Adrian,
I'm led to believe, and my knowledge literally begins and ends with the Arble Tour, that your Orange course is pretty good and yet possibly not exactly revered by your members. I am not disputing what people currently like, simply why they like it. People, as I said before, like what they think they are supposed to like, and I'm afraid in that regard I do rather subscribe to the whole TV golf mentality thing. As I equally said before, golfers likes these things because, in part at least, they associate it with something quite classy, quite aspirational. It follows then that as soon as you begin to promote something different and promote it not simply as an alternative but as the classy alternative, people begin to change their perspectives. It's not easy because there's a whole big industry telling them the very opposite of what you and I might prefer and we remain a tiny minority. Watch five minutes of golf on Sky and the usual drivel will begin to spew out. Most people are conformists, plain and simple. Ewen et al aren't then about to start rocking the boat. I almost fell off my chair when I heard Gary Player, a man I don't usually have much time for, expressing the brilliance of wide open fairways in Australia recently. The average golfer just doesn't hear that usually so we can't be surprised that they profess to like what they like. As I said, I'd like that if I knew of nothing else. I'm not immune to advertising, nor is anyone else. And even knowing what I do, I'd still play bad golf if it was that or nothing at all. At the end of the day, my argument in all of this is not that the average golfer is having a bad time, simply that he or she could be having a better time. And I don't see why we, as people that apparently understand the options available, shouldn't be doing all we can to offer those options. That in itself isn't about forcing people to like what we like, it's simply about levelling the playing field so they can make an informed choice. And you can't make an informed choice if you're not sufficiently exposed to the choices.
I'm sure that lack of exposure to choices was as evident for you as it was for me when you had conversations with average golfers about Pinehurst. Again, if you've never been exposed to choice, why wouldn't you naturally assume that Pinehurst was all wrong. No one ever told you that was a choice so you just assume it must be wrong.
On a not completely unrelated note, and I've done this one before so apologies for those that have heard it, my time in a Pro Shop saw me work through a particularly dry summer. It was incredible just how many people came into the shop to tell me how they had just had the most enjoyable round of the year, only to finish with, Pavlov's Dogs style, "but it was a bit dry." It was literally an involuntary comment I heard time and time again. When I would explain, and I absolutely always would, that their enjoyment was a direct consequence of it being "a bit dry" you could see them trying to process the information and I thought "does not compute" might just pop out of a few mouth.

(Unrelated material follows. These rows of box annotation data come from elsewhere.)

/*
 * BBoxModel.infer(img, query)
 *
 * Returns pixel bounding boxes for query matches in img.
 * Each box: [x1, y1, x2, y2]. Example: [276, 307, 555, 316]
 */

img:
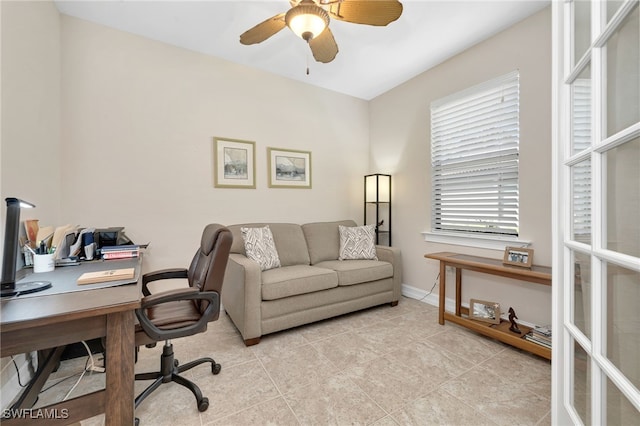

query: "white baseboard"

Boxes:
[402, 284, 536, 327]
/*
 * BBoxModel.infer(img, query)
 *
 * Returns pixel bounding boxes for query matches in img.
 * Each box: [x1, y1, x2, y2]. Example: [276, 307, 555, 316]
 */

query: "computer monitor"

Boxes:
[0, 198, 51, 297]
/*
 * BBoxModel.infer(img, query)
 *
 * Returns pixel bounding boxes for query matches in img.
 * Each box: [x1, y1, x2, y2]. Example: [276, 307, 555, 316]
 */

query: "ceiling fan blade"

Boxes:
[240, 13, 287, 44]
[309, 27, 338, 64]
[329, 0, 402, 26]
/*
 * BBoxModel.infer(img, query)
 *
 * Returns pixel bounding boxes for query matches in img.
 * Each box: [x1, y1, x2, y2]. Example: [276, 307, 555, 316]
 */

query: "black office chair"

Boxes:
[135, 224, 233, 418]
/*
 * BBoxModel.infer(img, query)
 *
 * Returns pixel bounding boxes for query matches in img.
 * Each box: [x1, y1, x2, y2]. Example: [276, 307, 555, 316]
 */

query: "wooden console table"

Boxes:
[424, 252, 551, 360]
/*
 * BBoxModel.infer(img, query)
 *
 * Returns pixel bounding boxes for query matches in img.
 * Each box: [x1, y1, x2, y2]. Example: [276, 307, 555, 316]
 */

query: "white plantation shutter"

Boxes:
[431, 71, 520, 236]
[572, 79, 591, 240]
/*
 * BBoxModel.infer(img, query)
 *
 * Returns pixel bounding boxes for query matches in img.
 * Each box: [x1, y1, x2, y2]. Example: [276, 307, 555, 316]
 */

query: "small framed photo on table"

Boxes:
[213, 137, 256, 189]
[502, 247, 533, 268]
[267, 148, 311, 189]
[469, 299, 500, 324]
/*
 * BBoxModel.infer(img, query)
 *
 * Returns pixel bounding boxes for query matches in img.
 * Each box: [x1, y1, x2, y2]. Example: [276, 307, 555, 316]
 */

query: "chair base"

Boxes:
[135, 341, 222, 418]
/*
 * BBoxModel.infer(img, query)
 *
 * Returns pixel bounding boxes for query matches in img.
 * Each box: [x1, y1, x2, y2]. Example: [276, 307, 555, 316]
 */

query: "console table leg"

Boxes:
[456, 268, 462, 316]
[105, 311, 135, 426]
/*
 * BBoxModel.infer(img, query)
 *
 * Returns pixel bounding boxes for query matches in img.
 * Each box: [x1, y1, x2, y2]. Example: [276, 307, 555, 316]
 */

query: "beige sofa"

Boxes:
[222, 220, 401, 346]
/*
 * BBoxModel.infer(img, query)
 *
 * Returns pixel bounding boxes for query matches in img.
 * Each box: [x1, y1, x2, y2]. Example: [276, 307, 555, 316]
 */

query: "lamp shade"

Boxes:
[365, 174, 391, 203]
[285, 0, 329, 42]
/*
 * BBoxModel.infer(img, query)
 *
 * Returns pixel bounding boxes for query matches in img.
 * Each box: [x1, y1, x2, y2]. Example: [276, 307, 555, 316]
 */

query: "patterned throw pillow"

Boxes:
[240, 225, 280, 271]
[338, 225, 378, 260]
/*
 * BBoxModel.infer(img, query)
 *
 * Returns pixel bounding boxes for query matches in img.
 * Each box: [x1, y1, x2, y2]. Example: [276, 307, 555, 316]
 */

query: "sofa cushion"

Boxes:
[338, 225, 378, 260]
[314, 260, 393, 286]
[262, 265, 338, 300]
[240, 225, 280, 271]
[228, 223, 310, 266]
[302, 220, 356, 265]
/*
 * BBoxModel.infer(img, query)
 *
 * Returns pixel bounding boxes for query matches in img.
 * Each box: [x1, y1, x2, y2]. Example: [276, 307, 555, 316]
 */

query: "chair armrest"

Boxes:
[135, 287, 220, 341]
[142, 268, 188, 296]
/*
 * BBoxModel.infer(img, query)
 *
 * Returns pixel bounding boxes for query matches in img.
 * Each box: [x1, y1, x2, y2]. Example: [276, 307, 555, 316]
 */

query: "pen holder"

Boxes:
[33, 253, 56, 273]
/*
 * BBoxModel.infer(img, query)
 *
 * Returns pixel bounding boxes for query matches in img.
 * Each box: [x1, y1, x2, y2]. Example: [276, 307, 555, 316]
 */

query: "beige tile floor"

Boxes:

And since it's my cliche du jour, humble golf is usually good golf. Ergo, this has nothing to do with affordability or snobbery, not on my part anyway. Actually, the choices for ordinary golfers I referred to before are all about the very opposite of elitism. Those choices, in my little egalitarian world, should be choices for all. I've said it a million times but the worst courses, for me at least, are usually the middle bracket courses which are desperately trying to be something they're not, i.e. desperately trying to be Augusta and constraining themselves in the process.